Bebedeiras de costa-a-costa, caçadas, porrada nas mulheres: senhoras e senhores, meninos e meninas, esta gelataria tem a honra de apresentar o Hemingway da película, o Miguel Sousa Tavares do cinematógrafo, o cineasta de sonho de Maria Teresa Horta,...John Huston. O Homem que, nos intervalos da marialvice, realizou uns quantos grandes filmes, por mais que custasse à palavra sagrada dos Cahiers (prefiro o pior filme de Hawks ao melhor de Huston, Truffaut). E que não se coibiu de gozar à descarada com um dos géneros que ajudou a cimentar na consciência pública, o noir, como é exemplo Beat The Devil. Uma obra que eu conhecia apenas de nome, e sabendo que nela participava Humphrey Bogart, tratei de fazer uma conta de somar que se revelaria errada: Huston+Bogart+Beat The Devil= filme negro como bréu. Digamos que Boggie passeia a sua persona no filme, resistindo estoicamente ao rebentar de riso, Peter Lorre (I'm Not Mr. Horreur! I'm Mr. O' Hara!) interpreta um vilão como se estivesse num film noir a sério, o que só torna a sua presença ainda mais hilariante, há Gina Lollobrigida com um ridículo sotaque britânico, há paisagens naturais dignas de figurarem no suplemento Fugas, há um árabe que suspira por Rita Hayworth, um capitão italiano de um barco português (!) que grita como se estivesse no mercado do Bulhão a vender peixe, e há um John Huston, ele próprio, a efectuar picados e contra-picados porque sim, porque isto é um filme de férias para gente que se quer descomprimir. Para o desrespeito e o deboche atingirem a perfeição, só faltou que a Jennifer Jones e a Gina se embrulhassem à frente de Humphrey; seria o melhor gag de Beat The Devil. Ah, e esqueci-me de referir, mas acho que se se procurar muitíssimo bem, pode-se encontrar por ali um arremedo de história...
Who...killed...Sloan?.
Deixemo-nos de brincadeiras, que agora é tempo de Samuel Fuller, um daqueles cineastas, como Ford ou César Monteiro, que eu teria medo de encarar olhos nos olhos. Schock Corridor teve um orçamento por volta dos cento e cinquenta escudos, mas o resultado final é esse valor multiplicado por muitos zeros.
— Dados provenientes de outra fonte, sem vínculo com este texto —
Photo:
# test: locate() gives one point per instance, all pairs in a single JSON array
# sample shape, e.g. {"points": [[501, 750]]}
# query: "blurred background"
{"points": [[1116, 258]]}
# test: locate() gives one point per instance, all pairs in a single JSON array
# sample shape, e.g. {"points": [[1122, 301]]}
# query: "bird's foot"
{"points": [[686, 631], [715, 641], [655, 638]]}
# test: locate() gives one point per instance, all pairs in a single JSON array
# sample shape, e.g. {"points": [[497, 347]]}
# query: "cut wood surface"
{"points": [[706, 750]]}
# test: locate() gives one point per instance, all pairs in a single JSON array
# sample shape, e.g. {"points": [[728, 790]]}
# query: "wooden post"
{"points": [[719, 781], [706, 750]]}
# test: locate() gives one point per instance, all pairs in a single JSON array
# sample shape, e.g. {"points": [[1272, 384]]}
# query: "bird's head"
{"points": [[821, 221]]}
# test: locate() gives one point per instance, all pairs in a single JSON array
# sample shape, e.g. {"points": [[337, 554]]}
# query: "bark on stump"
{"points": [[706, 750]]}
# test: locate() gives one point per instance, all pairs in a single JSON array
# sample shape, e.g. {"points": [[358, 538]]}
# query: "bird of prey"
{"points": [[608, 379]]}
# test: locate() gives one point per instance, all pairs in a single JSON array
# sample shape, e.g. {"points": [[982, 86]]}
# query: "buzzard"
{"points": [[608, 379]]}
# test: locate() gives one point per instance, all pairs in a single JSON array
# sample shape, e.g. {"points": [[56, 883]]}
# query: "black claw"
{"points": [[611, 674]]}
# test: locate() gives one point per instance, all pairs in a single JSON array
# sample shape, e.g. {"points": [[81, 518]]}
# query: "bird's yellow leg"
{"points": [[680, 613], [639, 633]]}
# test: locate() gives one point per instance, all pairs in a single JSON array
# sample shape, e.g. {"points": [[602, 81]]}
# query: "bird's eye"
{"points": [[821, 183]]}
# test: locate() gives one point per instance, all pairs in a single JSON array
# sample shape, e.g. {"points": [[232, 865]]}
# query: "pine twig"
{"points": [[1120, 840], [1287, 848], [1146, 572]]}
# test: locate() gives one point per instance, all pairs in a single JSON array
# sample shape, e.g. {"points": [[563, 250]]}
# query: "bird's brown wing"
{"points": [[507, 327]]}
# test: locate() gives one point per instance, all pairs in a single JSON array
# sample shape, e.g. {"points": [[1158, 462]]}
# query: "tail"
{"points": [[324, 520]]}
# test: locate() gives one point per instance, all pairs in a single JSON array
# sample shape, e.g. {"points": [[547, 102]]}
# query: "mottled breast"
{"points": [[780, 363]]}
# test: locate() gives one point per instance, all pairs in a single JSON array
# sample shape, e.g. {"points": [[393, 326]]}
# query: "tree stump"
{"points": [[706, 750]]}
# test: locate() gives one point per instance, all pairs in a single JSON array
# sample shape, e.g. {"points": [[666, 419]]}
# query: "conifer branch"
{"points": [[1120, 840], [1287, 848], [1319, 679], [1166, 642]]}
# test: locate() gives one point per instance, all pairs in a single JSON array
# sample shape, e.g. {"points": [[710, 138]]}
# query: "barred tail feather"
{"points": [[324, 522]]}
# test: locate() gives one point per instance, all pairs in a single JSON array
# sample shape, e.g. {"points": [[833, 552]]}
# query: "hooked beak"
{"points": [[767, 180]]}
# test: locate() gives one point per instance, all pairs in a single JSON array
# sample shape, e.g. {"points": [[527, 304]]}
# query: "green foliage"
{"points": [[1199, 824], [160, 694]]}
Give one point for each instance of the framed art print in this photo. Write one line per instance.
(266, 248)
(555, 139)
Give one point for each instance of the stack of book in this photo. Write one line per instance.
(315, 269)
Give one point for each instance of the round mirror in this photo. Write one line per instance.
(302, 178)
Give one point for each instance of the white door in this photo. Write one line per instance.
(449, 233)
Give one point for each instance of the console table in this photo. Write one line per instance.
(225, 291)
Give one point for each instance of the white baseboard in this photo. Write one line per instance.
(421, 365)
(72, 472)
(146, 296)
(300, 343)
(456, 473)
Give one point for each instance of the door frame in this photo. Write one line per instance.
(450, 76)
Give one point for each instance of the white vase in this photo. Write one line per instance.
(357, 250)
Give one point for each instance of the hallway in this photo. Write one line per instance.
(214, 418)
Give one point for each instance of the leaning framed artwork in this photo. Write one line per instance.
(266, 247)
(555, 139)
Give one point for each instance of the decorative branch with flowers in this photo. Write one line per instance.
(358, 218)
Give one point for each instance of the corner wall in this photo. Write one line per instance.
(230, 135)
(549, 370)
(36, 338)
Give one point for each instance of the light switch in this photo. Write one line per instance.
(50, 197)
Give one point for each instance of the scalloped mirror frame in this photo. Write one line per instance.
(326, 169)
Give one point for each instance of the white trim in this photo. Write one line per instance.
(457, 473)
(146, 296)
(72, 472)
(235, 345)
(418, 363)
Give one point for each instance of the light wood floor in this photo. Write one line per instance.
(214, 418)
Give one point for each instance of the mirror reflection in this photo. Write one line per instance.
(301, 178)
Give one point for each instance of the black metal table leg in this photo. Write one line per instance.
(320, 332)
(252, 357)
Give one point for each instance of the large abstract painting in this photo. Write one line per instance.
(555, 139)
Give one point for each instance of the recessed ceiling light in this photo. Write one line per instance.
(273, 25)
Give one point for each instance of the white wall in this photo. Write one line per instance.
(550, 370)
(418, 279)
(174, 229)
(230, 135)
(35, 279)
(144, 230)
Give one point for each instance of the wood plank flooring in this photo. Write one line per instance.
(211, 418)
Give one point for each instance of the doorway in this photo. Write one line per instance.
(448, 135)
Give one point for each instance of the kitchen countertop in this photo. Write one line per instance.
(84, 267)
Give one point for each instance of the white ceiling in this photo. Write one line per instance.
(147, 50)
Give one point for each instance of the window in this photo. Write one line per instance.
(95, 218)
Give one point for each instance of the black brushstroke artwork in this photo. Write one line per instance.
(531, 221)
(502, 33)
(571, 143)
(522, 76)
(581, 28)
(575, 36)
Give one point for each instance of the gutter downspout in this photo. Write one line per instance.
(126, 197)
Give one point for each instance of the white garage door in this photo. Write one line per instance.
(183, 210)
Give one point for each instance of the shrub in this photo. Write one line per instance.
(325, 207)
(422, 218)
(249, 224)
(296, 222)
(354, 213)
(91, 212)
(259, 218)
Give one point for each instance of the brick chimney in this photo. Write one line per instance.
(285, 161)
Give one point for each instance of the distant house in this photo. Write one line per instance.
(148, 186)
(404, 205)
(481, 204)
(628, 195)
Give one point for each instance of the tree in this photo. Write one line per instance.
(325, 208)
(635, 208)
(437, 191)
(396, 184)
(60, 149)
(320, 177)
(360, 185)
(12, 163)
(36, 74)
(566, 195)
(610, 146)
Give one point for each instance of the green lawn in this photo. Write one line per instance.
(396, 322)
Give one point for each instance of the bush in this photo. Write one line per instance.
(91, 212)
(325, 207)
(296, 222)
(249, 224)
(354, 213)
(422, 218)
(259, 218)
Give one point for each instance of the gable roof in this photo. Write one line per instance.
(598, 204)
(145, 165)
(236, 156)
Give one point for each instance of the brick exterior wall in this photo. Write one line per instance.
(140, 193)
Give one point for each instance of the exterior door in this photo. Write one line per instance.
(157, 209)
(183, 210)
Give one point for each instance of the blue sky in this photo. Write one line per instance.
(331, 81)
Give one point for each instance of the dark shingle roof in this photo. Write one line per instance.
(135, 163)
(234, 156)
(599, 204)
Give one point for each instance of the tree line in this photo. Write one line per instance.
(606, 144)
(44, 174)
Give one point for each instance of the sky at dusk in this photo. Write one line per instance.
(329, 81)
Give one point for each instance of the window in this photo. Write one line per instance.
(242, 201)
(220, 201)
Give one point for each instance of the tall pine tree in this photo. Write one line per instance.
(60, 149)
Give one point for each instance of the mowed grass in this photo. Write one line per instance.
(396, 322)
Filme de um tempo e de um espaço bem delimitados (anos 60, USA), capitaliza o seu mcguffin (jornalista que simula estar louco para assim entrar num manicómio e descobrir quem assassinou um dos pacientes) para abordar alguns dos temas escaldantes da altura, como a segregação racial, a guerra nuclear ou a dissidência à pátria, cada um deles entregue a determinado doente, cuja loucura é um sintoma de expiação de culpa das "falhas" cometidas anteriormente. Fuller nunca foi um cineasta de bonitas porcelanas e deslumbrantes bordados, por isso nada disto é (muito) subtil, os comportamentos dos personagens sucedendo-se como epidérmicas acções/reacções, convenientemente enquadradas por uma fotografia áspera de Stanley The Night of The Hunter Cortez (há súbitos momentos de cor, e funcionam como explosões a rasgar o monocromatismo). O que realmente importa é que este é um filme de um imediatismo chocante, e em alguns momentos senti-me como se estivesse no interior do manicómio com aquelas pessoas, ouvindo os gritos, sentindo a estranheza daquele ambiente; não se pode pedir mais nada ao cinema, quando ele nos leva a crer que também nós somos uma personagem. Quando tudo termina, o melhor é levantar-se do sofá, olhar o céu, e dizer baixinho, sim, ainda estou aqui. Filmão do caralho, é o que é.